There is a current debate in science education on what it might mean to educate scientifically literate citizens and the possibilities of actually educating students to become “competent outsiders with respect to science” (Feinstein, 2011). One aspect of scientific literacy, which has been underscored but not sufficiently scrutinized in relation to educating “competent outsiders”, concerns the issue of becoming capable “…to evaluate the quality of scientific information on the basis of its source and the methods used to generate it”. (National Science Education Standards, 1996, p. 22). The aim of this study is to explore conditions for promoting students' abilities to engage in critical discussion in relation to science inquiry in primary science education.
In science education, on a policy level, inquiry has been attributed great promise as an instructional approach. It has been identified as a ‘key-approach’ to primary science education (Harlen, 2009; Lena, 2009), and recommended as the 'renewed pedagogy for the future of Europe' (European commission, 2007). Today, inquiry is found in curricula world-wide (Beeth et al., 2003). As educational practices, IBSE practices are inherently hybrid: products, ideas and methods of science are transformed into educational content and classroom tasks (Andrée, 2007). The aims of inquiry based science education (IBSE) are, multi-facetted involving IBSE as a method for a) making science more interesting, b) illustrating scientific concepts and c) learning about inquiry as a way of doing science. From previous studies of inquiry and practical work in science education at various levels, we know that students' work in classrooms/school laboratories cannot be equated with the work of scientists even when students follow what appears to be similar procedure (e.g. Wickman & Östman, 2002). Studies specifically focusing on learning about inquiry show that an explicit focus on teaching about the characteristics of scientific inquiry is unusual (Lager-Nyqvist, 2003; Gyllenpalm, 2010). Also, teachers do not regard learning about inquiry as equally important as traditional science subject matter (Lederman, 2007). In addition to this, teachers have rarely experienced authentic inquiry themselves (Windshitl, 2002).

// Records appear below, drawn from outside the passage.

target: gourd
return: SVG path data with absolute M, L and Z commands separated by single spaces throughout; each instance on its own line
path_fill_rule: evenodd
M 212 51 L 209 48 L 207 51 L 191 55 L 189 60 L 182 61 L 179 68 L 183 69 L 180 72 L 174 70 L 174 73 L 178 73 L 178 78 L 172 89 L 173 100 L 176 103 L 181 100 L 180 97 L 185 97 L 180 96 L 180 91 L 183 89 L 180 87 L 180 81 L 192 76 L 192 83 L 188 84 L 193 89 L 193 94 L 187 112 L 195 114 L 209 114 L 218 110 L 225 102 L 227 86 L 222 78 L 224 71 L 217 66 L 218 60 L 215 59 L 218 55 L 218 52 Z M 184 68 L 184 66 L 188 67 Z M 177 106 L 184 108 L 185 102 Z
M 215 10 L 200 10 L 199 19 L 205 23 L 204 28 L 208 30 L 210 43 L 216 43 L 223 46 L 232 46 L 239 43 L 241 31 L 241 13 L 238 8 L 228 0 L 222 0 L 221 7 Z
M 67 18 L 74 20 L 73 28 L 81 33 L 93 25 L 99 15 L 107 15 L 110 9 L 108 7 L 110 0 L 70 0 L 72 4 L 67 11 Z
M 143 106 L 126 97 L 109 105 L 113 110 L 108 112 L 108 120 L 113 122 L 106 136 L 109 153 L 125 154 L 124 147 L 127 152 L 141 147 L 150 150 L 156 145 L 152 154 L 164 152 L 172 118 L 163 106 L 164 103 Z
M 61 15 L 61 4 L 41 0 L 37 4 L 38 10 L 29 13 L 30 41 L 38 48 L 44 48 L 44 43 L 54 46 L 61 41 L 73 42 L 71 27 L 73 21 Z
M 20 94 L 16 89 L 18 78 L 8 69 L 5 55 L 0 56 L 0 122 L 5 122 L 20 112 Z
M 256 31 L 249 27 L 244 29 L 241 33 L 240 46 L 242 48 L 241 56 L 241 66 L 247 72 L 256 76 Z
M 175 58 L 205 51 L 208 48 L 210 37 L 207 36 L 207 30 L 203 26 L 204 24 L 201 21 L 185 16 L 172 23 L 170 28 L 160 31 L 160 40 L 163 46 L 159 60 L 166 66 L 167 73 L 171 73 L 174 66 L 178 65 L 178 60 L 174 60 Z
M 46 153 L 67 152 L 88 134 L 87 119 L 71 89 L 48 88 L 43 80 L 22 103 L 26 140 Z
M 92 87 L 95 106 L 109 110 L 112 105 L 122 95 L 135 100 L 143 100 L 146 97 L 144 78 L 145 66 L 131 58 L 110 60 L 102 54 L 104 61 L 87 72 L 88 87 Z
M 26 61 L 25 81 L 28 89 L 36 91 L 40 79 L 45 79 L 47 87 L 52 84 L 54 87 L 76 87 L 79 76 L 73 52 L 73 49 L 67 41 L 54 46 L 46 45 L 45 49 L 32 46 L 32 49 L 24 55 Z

Developing an inquiry literacy involves appropriation of a particular social language for critically analysing, evaluating and judging scientific investigations and conclusions (cf. Lemke, 1993). A challenge in a Cultural-Historical Activity Theory (CHAT) perspective (cf. Engeström, 2001; Leontiev, 1986; Roth, Lee & Hsu, 2009) becomes to engage students in an activity that allows them to make use of relevant intellectual tools for discussing scientific investigations. This also relates to the issue of authenticity and how to create some resemblance between what students do in school science and what happens in science laboratories (Roth, Eijck, Reis & Hsu, 2008).
The study was conducted as a participant-oriented action research study in collaboration with two teachers teaching science in primary school, grades 1-2 and 3, in one Swedish compulsory school over one school-year. This implies studying educational practice with a view to improving the quality of action within it (cf. Elliot, 1991). Data was collected throughout the school-year by using audio- and video recordings of collaborative teacher-researcher meetings, classroom work and collecting artifacts (e.g. work-plans, lesson plans, and student work). Data also include field-notes from informal meetings. Data is analyzed in terms of how students’ incorporate a language of inquiry in activity. The analytical framework used is Cultural-Historical Activity Theory (cf. Engeström, 2001; Leontiev, 1986; Roth, Lee & Hsu, 2009) in combination with Bakhtin’s (1986) notion of speech genres.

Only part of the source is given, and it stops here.